You can voluntarily dismiss your 13 if you wish. Happens all the time. If you do not have an attorney you may be able to ask the court clerk if they have a form you can use. Once filed with the court in most cases the Judge will dismiss the case in a few days.Talk with your lawyer if you have one. They will know the local procedure in your court Hope it works out Good luck!
The above is for general educational purposes and is not legal advice for your particular situation. There is neither an expressed nor implied attorney/client relationship created by this information.
I rarely have filed a ch 13 case where the only goal is to keep a car because most persons cars are worth less than the debt owed.
We dont know if you have other debts too. But if no debt, there would be no reason to be in ch 13. IF other debt, the issue is can you afford it..and should you convert to a ch 7 or dismiss the ch 13 or modify the ch 13. Those are the issues than an experienced attorney will discuss with you . Discuss with yours and if none, employ one is my advice.

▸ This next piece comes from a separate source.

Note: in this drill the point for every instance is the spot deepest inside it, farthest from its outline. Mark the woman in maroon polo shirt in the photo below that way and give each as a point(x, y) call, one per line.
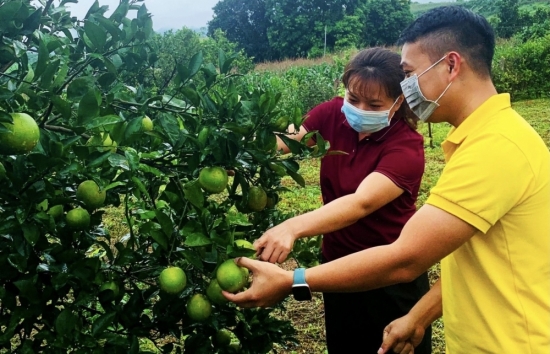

If you filed pro se, doing what I suggest may be difficult. If you have an attorney as him/her about filing a motion to compromise and substitute collateral. This is basically a motion for use of cash collateral. In many jurisdictions this is an option that you have.
If the insurance company pays off the vehicle, then your interest rate on the refinanced debt is going to be much higher than you were paying in the chapter 13. One of the factors that must be considered is the problems mentioned by Mr. Granvold. If you loan is a 910 claim and you were upside down on the loan by a large amount, the substitution of collateral is not something that you would want to do. If you were not upside down at all or only upside down by a small amount, the difference between the rate you will pay in chapter 13 versus the rate you will get on your knew loan will make a large difference in your payment.
If the best option is to have the insurance company pay the proceeds to the auto lender, you may be better served by converting your case to a chapter 7. You already have a bankruptcy on your credit record. Discharging the deficiency on the auto loan, if any and your other unsecured debt would be much better for your credit score than allowing the case to be dismissed. I have had clients with really bad credit scores, in the mid 400s before filing for relief under chapter 7 and after the entry of a discharge, their score was up to the mid 500s, sometimes even higher.
Answers and comments provided are for general discussion only. My comments are not to be considered legal advice and they do not create an attorney-client relationship.